Cousins, 31, earned his second Pro-Bowl nod for his 2019 season with the Vikings and in 2020 will enter his final season under contract with the NFC North franchise after inking a three-year, $84 million deal in 2017. Cousins turned it around after a rocky first season with Minnesota and led the team to a perfect four-game month of October and generally looked good enough to get the Vikings in the postseason next year, too (off the back of a great defensive and backfield, led by running back Dalvin Cook).

Provided that, what about selling high on Cousins and bringing in a free agent signal-caller to shake things up for the Vikings? One name with an established link to the franchise is Saints quarterback Teddy Bridgewater.

The Argument

Bridgewater, 27, is coming off a two-year stint with the Saints, losers to the Vikings in the teams' past two playoff matchups, and is a free agent. Notably, Bridgewater, a former first-round pick by Minnesota who started the first three professional seasons with the franchise, had to fill in for future Hall of Fame gunslinger Drew Brees under center for five games in 2019. In five starts, Bridgewater threw for 1,205 yards, nine touchdowns, and two interceptions with a 69.7 completion percentage.

In 15 starts this past season, Cousins threw 3,603 yards, 26 touchdowns, and six picks, with a 69.1 completion percentage for the Vikings.

Extrapolated over Cousins' fifteen-game sample, strangely enough Bridgewater's stats look nearly identical to the current Vikings quarterback.

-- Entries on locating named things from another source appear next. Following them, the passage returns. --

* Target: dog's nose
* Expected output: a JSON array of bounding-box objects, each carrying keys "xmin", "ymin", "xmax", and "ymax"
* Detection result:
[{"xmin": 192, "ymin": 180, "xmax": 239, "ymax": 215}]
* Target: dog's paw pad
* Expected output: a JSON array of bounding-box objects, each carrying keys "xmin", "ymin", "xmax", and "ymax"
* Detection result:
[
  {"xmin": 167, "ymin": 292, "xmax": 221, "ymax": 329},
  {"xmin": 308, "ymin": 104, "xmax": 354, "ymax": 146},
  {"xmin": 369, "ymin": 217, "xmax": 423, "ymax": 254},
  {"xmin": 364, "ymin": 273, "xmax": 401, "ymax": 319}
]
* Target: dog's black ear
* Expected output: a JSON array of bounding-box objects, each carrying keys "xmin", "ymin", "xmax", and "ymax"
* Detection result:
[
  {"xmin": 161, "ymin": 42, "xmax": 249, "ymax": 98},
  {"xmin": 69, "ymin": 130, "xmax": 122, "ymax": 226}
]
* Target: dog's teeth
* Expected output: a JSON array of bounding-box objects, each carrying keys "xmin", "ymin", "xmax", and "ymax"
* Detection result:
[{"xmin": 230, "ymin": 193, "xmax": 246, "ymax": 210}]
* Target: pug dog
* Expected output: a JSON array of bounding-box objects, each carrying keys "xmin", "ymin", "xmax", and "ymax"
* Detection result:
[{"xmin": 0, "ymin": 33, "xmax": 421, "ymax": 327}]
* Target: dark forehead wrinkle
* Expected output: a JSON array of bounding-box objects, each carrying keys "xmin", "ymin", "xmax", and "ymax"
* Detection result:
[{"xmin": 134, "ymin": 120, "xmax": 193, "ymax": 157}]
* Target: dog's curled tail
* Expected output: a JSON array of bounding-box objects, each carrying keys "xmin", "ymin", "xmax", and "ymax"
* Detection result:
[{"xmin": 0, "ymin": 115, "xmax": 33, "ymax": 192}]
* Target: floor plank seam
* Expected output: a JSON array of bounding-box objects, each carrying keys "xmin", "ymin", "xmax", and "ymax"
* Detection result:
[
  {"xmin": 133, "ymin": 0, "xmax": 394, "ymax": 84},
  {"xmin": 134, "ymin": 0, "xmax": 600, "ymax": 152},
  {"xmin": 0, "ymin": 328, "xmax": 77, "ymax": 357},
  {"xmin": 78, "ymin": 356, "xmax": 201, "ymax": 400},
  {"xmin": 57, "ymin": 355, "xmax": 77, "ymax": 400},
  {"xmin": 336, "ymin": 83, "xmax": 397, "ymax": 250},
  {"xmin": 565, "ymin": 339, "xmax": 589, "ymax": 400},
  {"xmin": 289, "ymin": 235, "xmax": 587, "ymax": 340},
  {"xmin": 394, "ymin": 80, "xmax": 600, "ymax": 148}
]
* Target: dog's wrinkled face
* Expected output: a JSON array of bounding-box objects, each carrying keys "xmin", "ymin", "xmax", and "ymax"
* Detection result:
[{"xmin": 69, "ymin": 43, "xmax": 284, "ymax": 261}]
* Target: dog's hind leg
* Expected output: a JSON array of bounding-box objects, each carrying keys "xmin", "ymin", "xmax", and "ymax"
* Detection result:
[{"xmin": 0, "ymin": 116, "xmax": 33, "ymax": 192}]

However, the missing ingredient here is twofold: the direction of the league and the value of Cousins. To start with the second point, the 31-year-old going into the final season under his current contract is very valuable across teams looking for a more-than-serviceable QB (think Chargers, Colts, Raiders, Bears, Lions, Bucs, and Panthers). The Vikings could make a mistake in not selling high on Cousins for a future pick or picks.

And to go back to the first point, the NFL requires at minimum some idea of a dual-threat quarterback nowadays—teams need playmakers under center beyond arm strength and accuracy. It would be easy to name 2019 NFL MVP Lamar Jackson of the Baltimore Ravens as the example, but it goes farther than that. We've seen it with New York Giants rising sophomore QB Daniels Jones to a more established, yet still young, gunslinger in Super Bowl LIV MVP and champion Patrick Mahomes; you need a ground game in the backfield with more than your running back.

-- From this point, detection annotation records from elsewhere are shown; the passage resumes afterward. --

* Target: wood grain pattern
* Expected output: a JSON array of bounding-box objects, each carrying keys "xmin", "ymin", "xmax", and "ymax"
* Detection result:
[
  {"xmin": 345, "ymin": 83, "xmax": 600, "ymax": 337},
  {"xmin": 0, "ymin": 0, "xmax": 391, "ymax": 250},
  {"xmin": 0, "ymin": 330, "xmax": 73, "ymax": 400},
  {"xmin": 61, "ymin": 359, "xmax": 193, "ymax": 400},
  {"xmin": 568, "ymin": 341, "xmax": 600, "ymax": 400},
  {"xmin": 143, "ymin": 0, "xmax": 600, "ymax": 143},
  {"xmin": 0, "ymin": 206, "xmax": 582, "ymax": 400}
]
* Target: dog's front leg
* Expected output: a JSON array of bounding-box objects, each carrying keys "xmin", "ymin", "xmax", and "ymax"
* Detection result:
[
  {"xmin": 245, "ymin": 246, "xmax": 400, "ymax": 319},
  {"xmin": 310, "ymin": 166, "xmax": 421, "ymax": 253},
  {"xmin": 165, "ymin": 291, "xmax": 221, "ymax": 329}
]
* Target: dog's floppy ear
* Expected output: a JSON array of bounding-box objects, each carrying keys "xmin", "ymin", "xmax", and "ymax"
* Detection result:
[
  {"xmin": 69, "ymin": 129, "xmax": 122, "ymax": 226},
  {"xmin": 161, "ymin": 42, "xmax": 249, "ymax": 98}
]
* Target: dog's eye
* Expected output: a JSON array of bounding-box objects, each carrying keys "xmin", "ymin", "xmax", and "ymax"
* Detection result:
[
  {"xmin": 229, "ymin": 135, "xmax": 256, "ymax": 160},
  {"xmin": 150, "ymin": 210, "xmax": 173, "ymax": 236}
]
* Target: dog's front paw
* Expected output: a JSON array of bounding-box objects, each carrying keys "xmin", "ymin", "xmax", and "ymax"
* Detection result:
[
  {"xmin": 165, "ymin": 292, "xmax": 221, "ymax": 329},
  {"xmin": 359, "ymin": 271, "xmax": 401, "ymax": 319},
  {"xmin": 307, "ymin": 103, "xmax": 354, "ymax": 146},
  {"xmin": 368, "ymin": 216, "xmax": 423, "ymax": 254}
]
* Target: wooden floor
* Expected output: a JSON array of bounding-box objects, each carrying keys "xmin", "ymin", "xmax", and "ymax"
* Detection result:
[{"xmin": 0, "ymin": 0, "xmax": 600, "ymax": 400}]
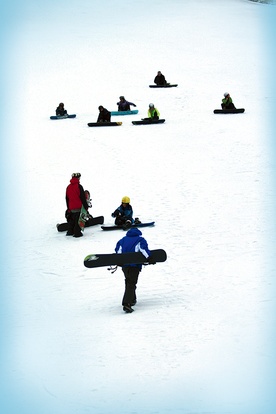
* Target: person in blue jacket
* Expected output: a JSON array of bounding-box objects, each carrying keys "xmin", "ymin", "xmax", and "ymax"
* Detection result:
[
  {"xmin": 117, "ymin": 96, "xmax": 136, "ymax": 112},
  {"xmin": 115, "ymin": 227, "xmax": 155, "ymax": 313},
  {"xmin": 111, "ymin": 196, "xmax": 140, "ymax": 228}
]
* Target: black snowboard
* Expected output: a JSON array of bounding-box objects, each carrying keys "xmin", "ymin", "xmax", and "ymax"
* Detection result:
[
  {"xmin": 87, "ymin": 122, "xmax": 122, "ymax": 127},
  {"xmin": 149, "ymin": 83, "xmax": 178, "ymax": 88},
  {"xmin": 57, "ymin": 216, "xmax": 104, "ymax": 231},
  {"xmin": 101, "ymin": 221, "xmax": 155, "ymax": 231},
  {"xmin": 83, "ymin": 249, "xmax": 167, "ymax": 268},
  {"xmin": 132, "ymin": 119, "xmax": 165, "ymax": 125},
  {"xmin": 214, "ymin": 108, "xmax": 244, "ymax": 114},
  {"xmin": 50, "ymin": 114, "xmax": 77, "ymax": 119}
]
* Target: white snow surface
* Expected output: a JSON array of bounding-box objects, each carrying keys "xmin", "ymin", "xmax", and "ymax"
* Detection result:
[{"xmin": 3, "ymin": 0, "xmax": 275, "ymax": 414}]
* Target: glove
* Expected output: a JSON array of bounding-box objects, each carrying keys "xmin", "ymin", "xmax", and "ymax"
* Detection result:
[
  {"xmin": 111, "ymin": 210, "xmax": 121, "ymax": 217},
  {"xmin": 148, "ymin": 256, "xmax": 156, "ymax": 264}
]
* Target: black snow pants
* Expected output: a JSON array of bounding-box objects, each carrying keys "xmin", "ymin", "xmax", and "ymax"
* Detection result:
[{"xmin": 122, "ymin": 266, "xmax": 140, "ymax": 306}]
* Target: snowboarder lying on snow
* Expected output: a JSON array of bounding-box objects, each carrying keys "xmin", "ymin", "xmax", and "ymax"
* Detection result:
[
  {"xmin": 56, "ymin": 102, "xmax": 67, "ymax": 116},
  {"xmin": 115, "ymin": 227, "xmax": 155, "ymax": 313},
  {"xmin": 221, "ymin": 92, "xmax": 236, "ymax": 109},
  {"xmin": 154, "ymin": 70, "xmax": 167, "ymax": 86},
  {"xmin": 117, "ymin": 96, "xmax": 136, "ymax": 111},
  {"xmin": 111, "ymin": 196, "xmax": 140, "ymax": 228},
  {"xmin": 97, "ymin": 105, "xmax": 111, "ymax": 122}
]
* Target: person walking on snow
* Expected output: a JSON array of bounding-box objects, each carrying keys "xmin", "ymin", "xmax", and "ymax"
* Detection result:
[
  {"xmin": 65, "ymin": 173, "xmax": 89, "ymax": 237},
  {"xmin": 117, "ymin": 96, "xmax": 136, "ymax": 111},
  {"xmin": 115, "ymin": 227, "xmax": 155, "ymax": 313}
]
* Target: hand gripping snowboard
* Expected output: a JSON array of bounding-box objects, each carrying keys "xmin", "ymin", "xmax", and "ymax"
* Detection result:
[
  {"xmin": 214, "ymin": 108, "xmax": 244, "ymax": 114},
  {"xmin": 50, "ymin": 114, "xmax": 77, "ymax": 119},
  {"xmin": 57, "ymin": 216, "xmax": 104, "ymax": 232},
  {"xmin": 111, "ymin": 109, "xmax": 138, "ymax": 116},
  {"xmin": 101, "ymin": 221, "xmax": 155, "ymax": 231},
  {"xmin": 83, "ymin": 249, "xmax": 167, "ymax": 268}
]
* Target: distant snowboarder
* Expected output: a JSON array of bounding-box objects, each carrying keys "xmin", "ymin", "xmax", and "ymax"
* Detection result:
[
  {"xmin": 221, "ymin": 92, "xmax": 236, "ymax": 109},
  {"xmin": 117, "ymin": 96, "xmax": 136, "ymax": 111}
]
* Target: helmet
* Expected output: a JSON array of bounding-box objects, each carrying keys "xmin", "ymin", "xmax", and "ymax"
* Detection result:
[{"xmin": 122, "ymin": 196, "xmax": 130, "ymax": 204}]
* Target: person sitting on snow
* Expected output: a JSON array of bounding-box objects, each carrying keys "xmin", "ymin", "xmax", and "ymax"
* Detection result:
[
  {"xmin": 56, "ymin": 102, "xmax": 67, "ymax": 116},
  {"xmin": 148, "ymin": 103, "xmax": 160, "ymax": 121},
  {"xmin": 117, "ymin": 96, "xmax": 136, "ymax": 111},
  {"xmin": 111, "ymin": 196, "xmax": 140, "ymax": 228},
  {"xmin": 154, "ymin": 70, "xmax": 167, "ymax": 86},
  {"xmin": 97, "ymin": 105, "xmax": 111, "ymax": 122},
  {"xmin": 221, "ymin": 92, "xmax": 236, "ymax": 109}
]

Cousins tallied 63 rushing yards in 15 starts. Bridgewater, four years younger too, had half that number of yards on the ground in a third of the number of starts while Brees sat out.

Between Cook and a potential Bridgewater reunion, the Vikings' offense would be that much more dynamic.

The Verdict

Trade Cousins now while you can maximize his value as an expiring contract to a quarterback-needy franchise and sign Bridgewater to a multi-year deal. In their hypothetical first season together, Bridgewater and the Vikings' ceiling might be the same place Cousins and Minnesota finished in 2019-20, but in the long term the Twin Cities franchise would improve with Bridgewater and Cook running the show on offense.